Bridging Implicit and Explicit Geometric Transformation for Single-Image View Synthesis
Byeongjun Park, Hyojun Go, Changick Kim
TL;DR
This work tackles the seesaw problem in single-image view synthesis, where preserving reprojected seen content and realistically filling unseen regions are at odds. It introduces a non-autoregressive framework that bridges explicit and implicit geometric transformations via two parallel renderers and a depth-informed GLSA encoder, unified by a transformation similarity loss. The method achieves state-of-the-art performance on RealEstate10K and ACID, with PSNR-vis improvements and the lowest FID, while delivering approximately $\approx 100\times$ faster inference than autoregressive rivals.
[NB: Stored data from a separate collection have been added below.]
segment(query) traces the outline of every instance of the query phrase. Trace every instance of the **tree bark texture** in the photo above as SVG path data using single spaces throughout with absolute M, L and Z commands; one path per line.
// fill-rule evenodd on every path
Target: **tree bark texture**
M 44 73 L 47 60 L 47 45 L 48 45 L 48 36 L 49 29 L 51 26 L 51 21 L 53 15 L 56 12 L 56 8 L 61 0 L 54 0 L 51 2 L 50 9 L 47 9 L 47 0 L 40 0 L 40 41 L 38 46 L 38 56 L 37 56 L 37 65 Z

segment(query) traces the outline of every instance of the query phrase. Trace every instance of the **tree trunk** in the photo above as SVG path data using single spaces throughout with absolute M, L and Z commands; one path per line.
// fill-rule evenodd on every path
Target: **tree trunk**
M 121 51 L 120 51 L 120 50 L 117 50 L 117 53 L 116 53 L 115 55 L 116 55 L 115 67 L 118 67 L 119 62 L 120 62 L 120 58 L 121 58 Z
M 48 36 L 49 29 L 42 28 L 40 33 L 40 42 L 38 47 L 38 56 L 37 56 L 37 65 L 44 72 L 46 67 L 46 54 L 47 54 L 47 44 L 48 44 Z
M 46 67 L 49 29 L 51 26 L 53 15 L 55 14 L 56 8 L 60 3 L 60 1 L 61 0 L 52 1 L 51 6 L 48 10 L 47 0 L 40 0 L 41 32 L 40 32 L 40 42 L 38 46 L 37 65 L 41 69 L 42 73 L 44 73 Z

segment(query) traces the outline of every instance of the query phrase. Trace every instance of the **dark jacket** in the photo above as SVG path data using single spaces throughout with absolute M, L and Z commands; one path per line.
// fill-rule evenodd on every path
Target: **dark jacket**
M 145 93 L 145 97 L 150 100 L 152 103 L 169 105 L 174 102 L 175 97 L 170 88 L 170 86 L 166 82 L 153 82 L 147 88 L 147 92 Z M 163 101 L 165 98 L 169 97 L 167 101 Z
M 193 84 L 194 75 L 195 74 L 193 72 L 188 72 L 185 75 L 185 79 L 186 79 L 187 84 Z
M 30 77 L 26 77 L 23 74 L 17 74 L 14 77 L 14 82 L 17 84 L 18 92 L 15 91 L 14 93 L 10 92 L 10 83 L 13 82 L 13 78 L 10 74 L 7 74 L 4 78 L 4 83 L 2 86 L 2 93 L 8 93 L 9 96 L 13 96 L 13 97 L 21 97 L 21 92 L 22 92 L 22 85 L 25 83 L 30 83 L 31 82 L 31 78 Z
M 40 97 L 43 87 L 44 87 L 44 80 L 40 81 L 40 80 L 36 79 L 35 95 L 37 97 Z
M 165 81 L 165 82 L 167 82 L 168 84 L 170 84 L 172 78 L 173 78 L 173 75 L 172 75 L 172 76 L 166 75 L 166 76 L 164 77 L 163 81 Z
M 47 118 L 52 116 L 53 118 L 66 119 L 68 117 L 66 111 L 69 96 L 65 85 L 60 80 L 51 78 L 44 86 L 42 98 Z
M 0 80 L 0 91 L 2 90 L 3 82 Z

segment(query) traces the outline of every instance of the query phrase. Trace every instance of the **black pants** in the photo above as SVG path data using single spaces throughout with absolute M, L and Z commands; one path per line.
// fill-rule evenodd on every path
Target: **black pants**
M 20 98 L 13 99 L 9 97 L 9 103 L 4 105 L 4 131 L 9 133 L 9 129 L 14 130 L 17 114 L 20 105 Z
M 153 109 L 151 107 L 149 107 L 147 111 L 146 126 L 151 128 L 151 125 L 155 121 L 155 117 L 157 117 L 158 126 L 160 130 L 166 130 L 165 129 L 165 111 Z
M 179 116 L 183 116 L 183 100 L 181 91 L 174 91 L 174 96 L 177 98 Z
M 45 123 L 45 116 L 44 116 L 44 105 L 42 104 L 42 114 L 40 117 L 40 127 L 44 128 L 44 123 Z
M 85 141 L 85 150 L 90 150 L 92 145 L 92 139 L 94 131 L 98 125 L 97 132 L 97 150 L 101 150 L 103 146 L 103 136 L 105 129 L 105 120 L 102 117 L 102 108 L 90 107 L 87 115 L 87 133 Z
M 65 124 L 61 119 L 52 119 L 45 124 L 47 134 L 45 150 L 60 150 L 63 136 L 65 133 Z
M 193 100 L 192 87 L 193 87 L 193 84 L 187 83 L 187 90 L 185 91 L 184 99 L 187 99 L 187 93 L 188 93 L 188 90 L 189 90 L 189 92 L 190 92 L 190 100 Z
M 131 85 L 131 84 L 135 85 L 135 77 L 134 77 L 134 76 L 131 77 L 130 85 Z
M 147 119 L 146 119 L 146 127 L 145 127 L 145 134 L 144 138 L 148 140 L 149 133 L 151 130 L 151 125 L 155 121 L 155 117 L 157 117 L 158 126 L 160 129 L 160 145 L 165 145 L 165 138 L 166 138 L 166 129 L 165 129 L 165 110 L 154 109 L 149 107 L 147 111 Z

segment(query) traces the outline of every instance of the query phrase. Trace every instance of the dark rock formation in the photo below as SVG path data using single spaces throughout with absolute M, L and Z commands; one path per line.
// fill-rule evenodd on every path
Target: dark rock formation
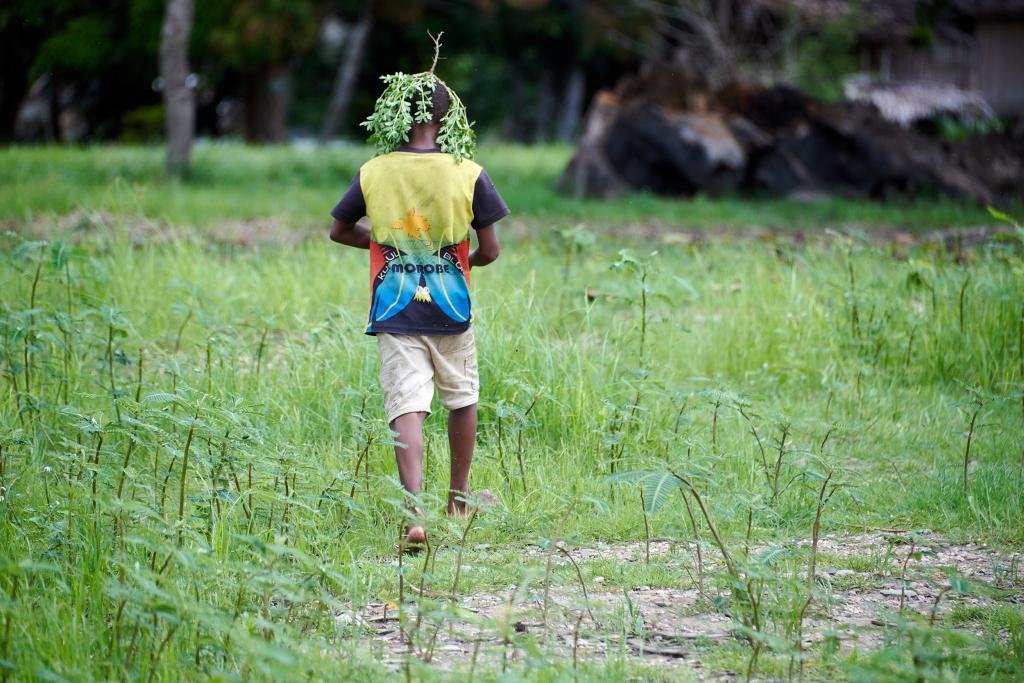
M 745 192 L 917 195 L 991 202 L 1024 191 L 1024 142 L 951 145 L 883 118 L 867 103 L 823 104 L 786 86 L 707 92 L 648 66 L 600 93 L 560 187 L 692 196 Z

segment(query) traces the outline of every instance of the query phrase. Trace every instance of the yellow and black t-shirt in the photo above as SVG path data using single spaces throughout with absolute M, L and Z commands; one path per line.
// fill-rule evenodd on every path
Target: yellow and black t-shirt
M 469 329 L 469 228 L 508 214 L 472 161 L 400 147 L 363 164 L 331 215 L 350 223 L 368 216 L 373 226 L 366 333 Z

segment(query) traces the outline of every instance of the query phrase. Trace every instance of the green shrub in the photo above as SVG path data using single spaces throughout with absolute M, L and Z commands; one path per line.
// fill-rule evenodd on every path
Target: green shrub
M 812 97 L 834 102 L 843 97 L 843 79 L 857 71 L 856 25 L 850 18 L 826 24 L 797 45 L 797 86 Z
M 121 141 L 160 142 L 164 135 L 164 106 L 154 104 L 132 109 L 121 122 Z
By combining depth-driven 3D geometry, global-local point-cloud attention, and a balanced renderer collaboration, the approach enables real-time, high-fidelity novel-view synthesis and shows promise for extrapolation tasks beyond single-view setups.
Abstract
Creating novel views from a single image has achieved tremendous strides with advanced autoregressive models, as unseen regions have to be inferred from the visible scene contents. Although recent methods generate high-quality novel views, synthesizing with only one explicit or implicit 3D geometry has a trade-off between two objectives that we call the "seesaw" problem: 1) preserving reprojected contents and 2) completing realistic out-of-view regions. Also, autoregressive models require a considerable computational cost. In this paper, we propose a single-image view synthesis framework for mitigating the seesaw problem while utilizing an efficient non-autoregressive model. Motivated by the characteristics that explicit methods well preserve reprojected pixels and implicit methods complete realistic out-of-view regions, we introduce a loss function to complement two renderers. Our loss function promotes that explicit features improve the reprojected area of implicit features and implicit features improve the out-of-view area of explicit features. With the proposed architecture and loss function, we can alleviate the seesaw problem, outperforming autoregressive-based state-of-the-art methods and generating an image $\approx$100 times faster. We validate the efficiency and effectiveness of our method with experiments on RealEstate10K and ACID datasets.